Members of the Ezer Church grill beef as part of a matchmaking event organized by the church. Provided by the church

Praying for love

Monk Hyechol isn’t the only one cultivating a spiritual response for lovelorn singles. Priests at local churches are increasingly playing Cupid.

The Presbyterian Church of the Lord in southern Seoul has held a four-week matchmaking program three times a year since 2009, which involves such activities as folk dancing, cooking and mountain climbing. The program usually invites 20 men aged between 32-40 and 20 women who are 30-36.

“Korean churches don’t engage much with its members when it comes to marriage because they may consider marriage a private matter,” said Kong Gwang-seung, a priest who organizes the events.

“But we need to offer guidance on attitude when seeking and meeting a life-long companion. This program involves instructions on the subject and, at the same time, provides the opportunity to meet partners.”

The participants come from different churches and various regions, but all require referral letters from their pastors. With the number of people wanting to take part in the activity exceeding the spots available, Father Kong adopted an interview process to select participants.

“When interviewing people, I consider how much one is prepared for marriage,” Kong said.
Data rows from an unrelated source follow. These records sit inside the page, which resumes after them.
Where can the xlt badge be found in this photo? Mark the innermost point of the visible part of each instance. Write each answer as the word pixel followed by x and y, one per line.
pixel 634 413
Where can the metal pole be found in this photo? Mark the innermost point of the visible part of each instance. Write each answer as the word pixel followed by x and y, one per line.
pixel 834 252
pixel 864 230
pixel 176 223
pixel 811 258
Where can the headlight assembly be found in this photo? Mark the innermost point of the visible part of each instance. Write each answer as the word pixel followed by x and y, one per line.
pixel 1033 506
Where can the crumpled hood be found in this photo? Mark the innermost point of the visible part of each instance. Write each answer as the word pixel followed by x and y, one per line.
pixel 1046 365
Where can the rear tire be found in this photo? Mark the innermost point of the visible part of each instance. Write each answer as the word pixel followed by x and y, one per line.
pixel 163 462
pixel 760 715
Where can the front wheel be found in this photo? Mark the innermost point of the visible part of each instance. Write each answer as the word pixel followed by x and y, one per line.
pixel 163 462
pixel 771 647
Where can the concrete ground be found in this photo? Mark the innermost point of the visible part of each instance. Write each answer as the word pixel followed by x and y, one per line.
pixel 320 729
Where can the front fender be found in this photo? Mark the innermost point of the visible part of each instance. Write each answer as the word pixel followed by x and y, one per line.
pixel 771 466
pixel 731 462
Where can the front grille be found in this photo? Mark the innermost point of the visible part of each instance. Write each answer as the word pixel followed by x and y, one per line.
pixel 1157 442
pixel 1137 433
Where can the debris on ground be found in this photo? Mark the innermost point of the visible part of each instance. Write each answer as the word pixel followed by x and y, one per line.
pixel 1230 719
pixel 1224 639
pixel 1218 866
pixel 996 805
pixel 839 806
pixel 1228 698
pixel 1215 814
He recently shared his matchmaking expertise with other churches seeking to embrace such a program.

“There are lots and lots of church members who look for this kind of event. They want to meet like-minded people of the same faith. But there is a risk to meeting someone in the same church because it could be disastrous after a break-up,” Kong said.

Some churches provide matchmaking services for specific groups of singles. Ezer Church in Guro District provides one-on-one dating programs for widowers or divorcees with a membership fee of 300,000 won.

“I lost my wife a few years ago and went through a very hard time. I didn’t want to meet anyone back then, but now I want to have a new partner,” said Son Seong-ki, who is in his early 50s.

“I think I can meet someone outside of church. But I feel people in the secular world are too obsessed with wealth rather than a happy life,” Son said.


Top: A church promotes its year-end dating event for church members. Above: A promotional leaflet of Samil Church that fueled concerns that dating programs can be used to lure in more followers.

Rising concerns

While matchmaking events organized by religious institutions are flourishing, some observers in and outside of churches and temples express concerns regarding whether that is the role religious institutions should be playing.

“I think the idea of a church or temple as a matchmaker is drifting into dangerous territory. The primary task of religious institutions is to serve God or spiritual practices. But if they hold programs like this, they can be distracted,” said Kim Mi-young, a 27-year-old atheist.

Others make the case that matchmaking events can send a wrong message to the faithful.

“I think the church has an extremely critical role to play in building partnerships by providing a potentially positive environment that will allow Christian singles to meet one another. To go beyond that, however, may be misleading,” said Park Jung-ho, a 28-year-old Christian.

“If the church were to actively and directly provide a matchmaking service, then it is implicitly sending the message to singles that the status of being married is more valuable or that’s something to pursue. It would disturb people who are entirely okay being single,” he said.

A leaflet of the Samil Church in northern Seoul stoked these concerns. On the front of the flyer, which is meant to attract more church members, it reads, “Do you have a girlfriend? Would you like to go on a blind date?” A similar version for women asks, “Do you have a boyfriend?”

Inside the leaflet are profiles of good-looking female church members.

The church suffered backlash over the controversial promotion and issued an apology on its Web site, saying that “the intention was to let people know that there are a host of people of different types, but that the most important relationship in life is your relationship with God.”

“I know most churches have good intentions. But the idea of matching single believers may bring an undesirable result and distract the holy places,” said Park Jung-ho.